Apple sends these call logs to its servers with no way for a user to disable this function unless you disconnect from the cloud, said Elcomsoft researcher Oleg Afonin on the company blog.
“We discovered that yet another piece of data is stored in the cloud for no apparent reason,” he wrote. “Using an iPhone and have an active iCloud account? Your calls will sync with iCloud whether you want it or not.”
Afonin said that this seems to defeat the whole purpose of Apple’s tough resistance against government requests for data from iPhones.
“The ability to extract call logs from the cloud instead of having to deal with the tough hardware protection of today’s iPhones can be a blessing for forensic examiners.”
Metadata upload is active on iOS 9 and 10, with switching off iCloud Drive the only way to disable the feature — a method unacceptable for many users as many apps and iOS itself relies on iCloud Drive for full functionality.
Business Insider has contacted Apple for comment.
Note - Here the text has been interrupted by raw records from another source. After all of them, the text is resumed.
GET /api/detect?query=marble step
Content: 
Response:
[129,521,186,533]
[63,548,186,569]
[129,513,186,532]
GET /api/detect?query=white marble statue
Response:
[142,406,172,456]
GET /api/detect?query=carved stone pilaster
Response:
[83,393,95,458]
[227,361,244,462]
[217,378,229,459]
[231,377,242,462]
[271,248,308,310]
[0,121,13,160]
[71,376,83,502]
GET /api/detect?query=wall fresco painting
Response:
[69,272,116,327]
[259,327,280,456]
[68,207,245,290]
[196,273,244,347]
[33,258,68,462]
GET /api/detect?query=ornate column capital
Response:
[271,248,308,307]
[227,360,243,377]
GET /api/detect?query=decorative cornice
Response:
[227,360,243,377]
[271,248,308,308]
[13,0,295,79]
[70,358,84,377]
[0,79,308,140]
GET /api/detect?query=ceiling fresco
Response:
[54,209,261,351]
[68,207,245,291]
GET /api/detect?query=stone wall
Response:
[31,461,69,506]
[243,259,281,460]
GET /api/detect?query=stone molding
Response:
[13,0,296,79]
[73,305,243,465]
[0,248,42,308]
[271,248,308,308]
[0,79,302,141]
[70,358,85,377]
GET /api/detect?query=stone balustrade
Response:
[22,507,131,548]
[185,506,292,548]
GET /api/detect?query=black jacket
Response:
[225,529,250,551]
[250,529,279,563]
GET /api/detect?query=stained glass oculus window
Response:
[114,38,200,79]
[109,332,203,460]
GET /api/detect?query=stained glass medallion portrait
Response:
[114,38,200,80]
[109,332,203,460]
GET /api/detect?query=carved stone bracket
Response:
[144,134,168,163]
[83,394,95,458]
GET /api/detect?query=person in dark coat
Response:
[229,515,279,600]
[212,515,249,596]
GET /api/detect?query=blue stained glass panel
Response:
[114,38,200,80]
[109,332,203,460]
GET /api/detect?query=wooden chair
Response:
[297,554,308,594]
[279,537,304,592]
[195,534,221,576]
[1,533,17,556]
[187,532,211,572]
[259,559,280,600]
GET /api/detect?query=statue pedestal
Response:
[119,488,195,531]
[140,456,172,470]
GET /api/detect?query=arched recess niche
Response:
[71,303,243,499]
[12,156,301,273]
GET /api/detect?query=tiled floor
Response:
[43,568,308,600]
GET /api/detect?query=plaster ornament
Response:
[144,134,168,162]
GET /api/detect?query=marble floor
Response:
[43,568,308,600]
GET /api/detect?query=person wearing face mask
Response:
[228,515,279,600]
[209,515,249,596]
The security researcher praised the strength of Apple’s security on individual iPhones, but sending such data to the more vulnerable cloud seems to be a leg-up for authorities keen to get their hands on the data of individuals.
“Indeed, the security model of recent iPhones is exemplary. They are extremely difficult to break in on a physical level,” Afonin said. “[But] what seems to be a hassle for some frustrated iPhone users is a real blessing for law enforcement.”
The Australian government has in recent years faced controversy for its collection of metadata, with proponents arguing its importance in national security and crime-fighting while opponents cite privacy concerns.